Modeling dynamic processes within GIS

Navigation:  Geocomputational methods and modeling > Introduction to Geocomputation >

Modeling dynamic processes within GIS

Previous pageReturn to chapter overviewNext page

Geocomputation is a cutting edge research area within the field of GIS and geospatial analysis. For this reason it is strongly influenced by recent developments in programming, data processing and interface design. Nowhere is this more apparent than in the concern for modeling of dynamic process.

Current commercial and public domain GIS software systems all contain numerous tools for acquiring, pre-processing, and transforming data. Their use in modeling includes data management, format conversion, projection change, resampling, and raster-vector conversion. GIS also include excellent tools for visualization/mapping, rendering, querying, and analyzing model results, as well as assessing the accuracies and uncertainties associated with inputs and outputs.

Typically, all of the capabilities described above are accessible via end-user graphical and command line interfaces. However, these capabilities have recently become accessible through Application Programming Interfaces (APIs), via software libraries. The exposure of GIS APIs is a significant recent improvement, as external programmers now have access to the underlying software components or ‘objects’ upon which GIS software vendors base their systems. This is perhaps the most pertinent enhancement, as many of the techniques used in GIS analysis are more robust if they can be linked with an extensive toolkit of methods for simulation (see further, below).

Recently in GIS there has also been a move to use industry-standard programming languages (e.g. Java, C++, and Visual Basic), and scripting languages (e.g. Python, VBScript, and Jscript) rather than proprietary, home grown scripting languages (e.g. ESRI’s Arc Macro Language, AML, or Avenue). Interoperability standards such as the Microsoft .NET framework facilitate this process by allowing compliant packages to be called from the same script. In addition to scripts, graphical flowcharts can be used to express sequences of operations that define a model (see further, Section 3.4, Geospatial analysis and model building). One of the first graphic platforms for conceptualizing and implementing spatial models was the ERDAS software, which allows the user to build complex modeling sequences from primitive operations. ESRI’s ArcGIS and Clark Labs’ Idrisi are other examples of GIS products that allow models to be authored and executed in a graphical environment.
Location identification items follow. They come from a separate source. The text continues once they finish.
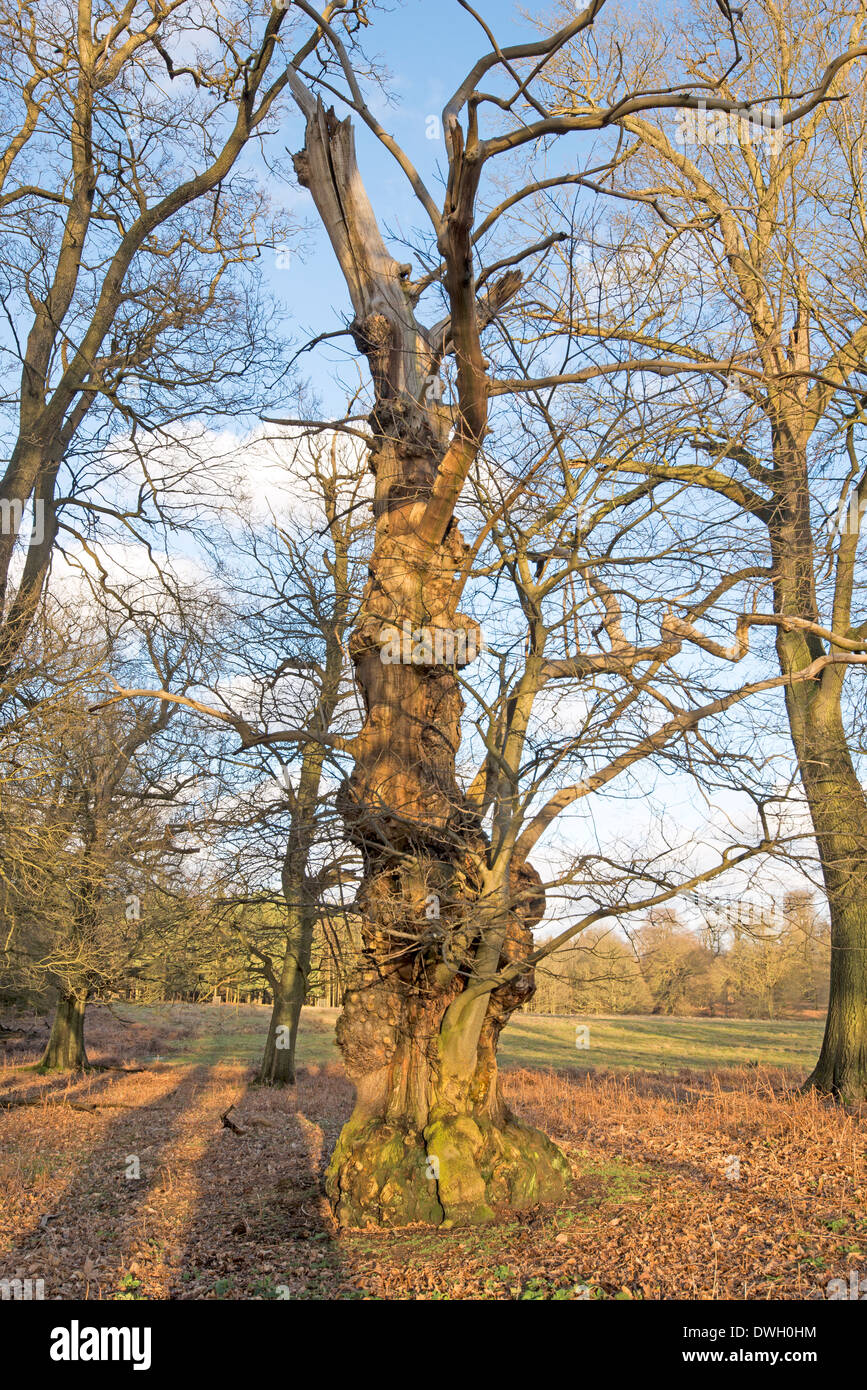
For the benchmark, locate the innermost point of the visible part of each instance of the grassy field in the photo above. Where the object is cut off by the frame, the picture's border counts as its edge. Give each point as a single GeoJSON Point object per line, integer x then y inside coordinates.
{"type": "Point", "coordinates": [225, 1033]}
{"type": "Point", "coordinates": [699, 1168]}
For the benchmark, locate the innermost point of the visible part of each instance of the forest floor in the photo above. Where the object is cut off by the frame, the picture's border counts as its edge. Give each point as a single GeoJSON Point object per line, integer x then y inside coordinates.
{"type": "Point", "coordinates": [688, 1183]}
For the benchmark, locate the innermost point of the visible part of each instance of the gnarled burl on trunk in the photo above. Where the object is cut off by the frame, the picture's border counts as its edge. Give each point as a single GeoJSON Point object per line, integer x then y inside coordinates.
{"type": "Point", "coordinates": [431, 1137]}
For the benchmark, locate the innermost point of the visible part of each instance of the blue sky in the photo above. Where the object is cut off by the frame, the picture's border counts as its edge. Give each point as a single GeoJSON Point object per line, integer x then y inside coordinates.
{"type": "Point", "coordinates": [427, 46]}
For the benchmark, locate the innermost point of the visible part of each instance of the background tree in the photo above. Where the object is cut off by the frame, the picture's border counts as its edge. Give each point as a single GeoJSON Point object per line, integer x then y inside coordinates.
{"type": "Point", "coordinates": [741, 246]}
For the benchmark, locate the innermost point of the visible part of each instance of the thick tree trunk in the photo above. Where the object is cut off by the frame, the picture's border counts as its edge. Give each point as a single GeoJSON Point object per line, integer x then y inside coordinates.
{"type": "Point", "coordinates": [430, 1137]}
{"type": "Point", "coordinates": [65, 1048]}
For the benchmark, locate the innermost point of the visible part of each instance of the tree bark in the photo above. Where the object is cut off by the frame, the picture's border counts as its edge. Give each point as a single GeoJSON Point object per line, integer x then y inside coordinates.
{"type": "Point", "coordinates": [834, 794]}
{"type": "Point", "coordinates": [65, 1048]}
{"type": "Point", "coordinates": [278, 1061]}
{"type": "Point", "coordinates": [430, 1139]}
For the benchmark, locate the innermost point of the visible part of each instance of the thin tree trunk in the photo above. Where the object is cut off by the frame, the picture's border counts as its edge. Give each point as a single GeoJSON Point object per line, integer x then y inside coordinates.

In principle, graphic-model building can be used for dynamic modeling via an iterative process, where the output of one time-step becomes the input for the next. However, this method poses two problems:

the GIS will not have been designed for an iterative process, requiring the user to re-enter the data at the beginning of each time step, and
the time required to run a model can be considerable

The former of these problems can be overcome with scripting languages; both can potentially be overcome by integrating the GIS with a simulation/modeling (s/m) system better equipped for the task at hand. Before exploring the possibilities of linking GIS and s/m systems, the following subsection evaluates the capability of GIS to handle space-time information, which computer simulations generate in volume.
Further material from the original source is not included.